Each molecule of our body has energy in it, that is in a constant state of flux and motion. I consider the miracle of that, the incredible gift that we have, this life, this time to do what moves us. The choices we have are unparalleled. And yet, each moment, we make another. To stay in stillness, or to move to another position. To listen to our inner voice, or to invite in other voices.

I have been aching for a retreat, but I realize it is right here in front of me. And in my ability to enjoy this solitude, I recognize that I am also in community. We are never truly separate from others, even when alone in our homes. As humans we are all connected. We have a common home. We need to honor that, and cherish it.
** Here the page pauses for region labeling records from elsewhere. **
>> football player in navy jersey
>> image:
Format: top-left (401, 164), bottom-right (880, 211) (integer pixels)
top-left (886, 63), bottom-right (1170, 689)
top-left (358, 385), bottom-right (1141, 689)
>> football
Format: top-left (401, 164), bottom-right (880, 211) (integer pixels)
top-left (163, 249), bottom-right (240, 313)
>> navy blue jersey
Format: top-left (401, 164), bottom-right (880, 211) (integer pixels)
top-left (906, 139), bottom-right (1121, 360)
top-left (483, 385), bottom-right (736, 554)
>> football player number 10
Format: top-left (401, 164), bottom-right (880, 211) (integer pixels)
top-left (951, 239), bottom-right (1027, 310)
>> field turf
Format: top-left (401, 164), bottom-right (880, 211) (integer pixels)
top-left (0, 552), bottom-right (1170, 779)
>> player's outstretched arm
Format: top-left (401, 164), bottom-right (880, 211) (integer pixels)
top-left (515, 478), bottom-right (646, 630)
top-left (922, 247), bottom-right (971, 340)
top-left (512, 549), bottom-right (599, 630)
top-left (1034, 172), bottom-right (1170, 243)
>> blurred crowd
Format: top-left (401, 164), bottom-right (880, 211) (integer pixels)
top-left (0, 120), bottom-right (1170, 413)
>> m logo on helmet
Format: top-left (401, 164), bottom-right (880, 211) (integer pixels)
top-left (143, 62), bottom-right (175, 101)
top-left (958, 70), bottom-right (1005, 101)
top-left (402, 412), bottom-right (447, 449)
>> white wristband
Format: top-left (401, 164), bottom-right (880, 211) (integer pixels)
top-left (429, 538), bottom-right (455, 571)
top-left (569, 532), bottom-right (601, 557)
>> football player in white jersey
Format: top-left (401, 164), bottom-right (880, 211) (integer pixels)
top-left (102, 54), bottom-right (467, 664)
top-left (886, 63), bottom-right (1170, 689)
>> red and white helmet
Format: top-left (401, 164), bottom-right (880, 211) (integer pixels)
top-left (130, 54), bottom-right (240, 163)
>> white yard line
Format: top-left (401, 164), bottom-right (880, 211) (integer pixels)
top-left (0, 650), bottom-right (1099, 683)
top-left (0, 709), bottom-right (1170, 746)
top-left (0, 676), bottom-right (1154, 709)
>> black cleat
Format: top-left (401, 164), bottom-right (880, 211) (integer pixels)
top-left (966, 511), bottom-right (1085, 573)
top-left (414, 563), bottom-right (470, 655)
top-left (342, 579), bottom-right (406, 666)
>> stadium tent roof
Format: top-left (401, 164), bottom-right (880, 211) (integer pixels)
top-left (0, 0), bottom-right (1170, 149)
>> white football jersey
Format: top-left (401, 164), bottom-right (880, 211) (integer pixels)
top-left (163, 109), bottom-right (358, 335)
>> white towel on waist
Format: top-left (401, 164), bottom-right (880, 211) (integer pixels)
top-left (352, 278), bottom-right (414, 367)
Hope you have some time to pause and reflect as the calendar year comes to a close. Namaste: The light in me honors the light in you.

 

 

Compulsive blogging

Now that I have committed to posting daily since the beginning of October, I realize that I always make time for this activity, no matter what. I start to wonder if that is a little compulsive.

It is nearly 300 days since I started meditating daily, and I recognize the benefit to my life of that consistent habit. Is writing the same thing? Or does it have a down side, a dark side? I suppose any good thing can have its down side it taken to an extreme.

During the holidays when I had a little less access to wi-fi, I pulled out my handwritten journal a bit more. That is a good thing. Electronic media are a nice luxury, for sure. But my brain processes differently when hand-writing is a necessity.

Laptop with watch

I felt a little withdrawal when I was unable to write, a little melancholy. I realized that writing gives me joy, and this blog community I have discovered has become a little more part of my routine than I expected. That said, I adapt to the change in routine that holidays typically bring.

I wrote haiku, did a photo-blog piece instead of a longer journal-like piece and I did more personal reflection instead than public blog posts. Changing it up can be good, despite those habits we cultivate getting modified a bit during the holidays.

I realized that, in prioritizing this blog, I put aside some tasks that I was “supposed” to do this weekend for work. In fact, I chose not to work on them because I prioritized what was important to myself rather than my employer. This is probably related to my tendency as a Questioner, more easily moved by inner expectations rather than outer expectations.

So maybe it is less a compulsion than a strong desire and discipline to shape this writer in me. I can demonstrate to myself that this commitment is not just a fleeting one, but a more fundamental part of how I intend to live.

How do you want to live? Are there things you dream about doing that keep entering your consciousness? Are there nudges you keep getting to try things that make you a little anxious but also excited? What if you committed 15-30 minutes each day to getting those things done? How would your life change?